"Roadmaps should have varying resolution - detailed near-term, directional far-term"
Evidence from the Archive
Coda, YouTube, Microsoft
YouTube OKR process: Mehrotra's experience leading YouTube's teams at Google shaped his critique of the 70% guidance
Coda: rejects Google's 70% OKR target in favor of 100% commitments because startups cannot afford to miss 30% of promises
Led YouTube's product, engineering, and design teams at Google for six years and founded Coda -- a product literally built to run team rituals including OKR planning -- giving him both operator experience with OKRs at Google scale and founder experience redesigning OKRs from first principles. Their core argument: OKRs work but you should throw out the 70% target - goal for 100% of commitments.
The evidence is specific: Coda: rejects Google's 70% OKR target in favor of 100% commitments because startups cannot afford to miss 30% of promises. Furthermore, coda Maker Billing: only doc creators pay, removing friction from sharing -- a pricing decision informed by growth loop (Black Loop) thinking. YouTube OKR process: Mehrotra's experience leading YouTube's teams at Google shaped his critique of the 70% guidance.

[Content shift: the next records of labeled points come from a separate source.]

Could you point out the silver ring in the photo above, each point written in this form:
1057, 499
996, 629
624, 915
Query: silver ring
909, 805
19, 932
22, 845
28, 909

In Shishir Mehrotra's own words: "We throw out the piece about 70% of hitting your goal being considered success. I believe this is a luxury you have when there is a money-printing machine in your basement (like Google). Instead, we goal around getting to 100% of our commitments." (On rejecting Google's 70% OKR target.)
Coda
Coda's Dory/Pulse ritual: in every meeting and write-up, everyone writes opinions simultaneously (hidden from...
Bing Gordon (EA co-founder) articulated the golden ritual framework: Amazon has six-pagers, Google has OKRs, Salesforce has V2MOM -- each is named, known by the first Friday, and templated
Led YouTube's product, engineering, and design teams at Google, now runs Coda, and has interviewed over 1,000 people for his book 'Rituals of Great Teams' -- giving him a uniquely broad perspective on how the best companies operationalize their roadmap processes. Their core argument: Roadmaps should have varying resolution -- detailed near-term, directional far-term -- and be embedded in team rituals.
The evidence is specific: Coda's Dory/Pulse ritual: in every meeting and write-up, everyone writes opinions simultaneously (hidden from others), then questions are collected and up/downvoted -- new employees regularly cite this as proof of the open culture. Furthermore, bing Gordon (EA co-founder) articulated the golden ritual framework: Amazon has six-pagers, Google has OKRs, Salesforce has V2MOM -- each is named, known by the first Friday, and templated. Shishir interviewed over 1,000 people for his rituals book, from Nike and Disney to startups, finding that the how-we-work rituals are what people most willingly share and most eagerly learn about.
In Shishir Mehrotra's own words: "It's not a committed plan, it gives the team and the broader company a look at the longer arc and helps them contextualize your current quarter's OKRs." (On how Coda balances detail in near-term with direction in far-term roadmaps.)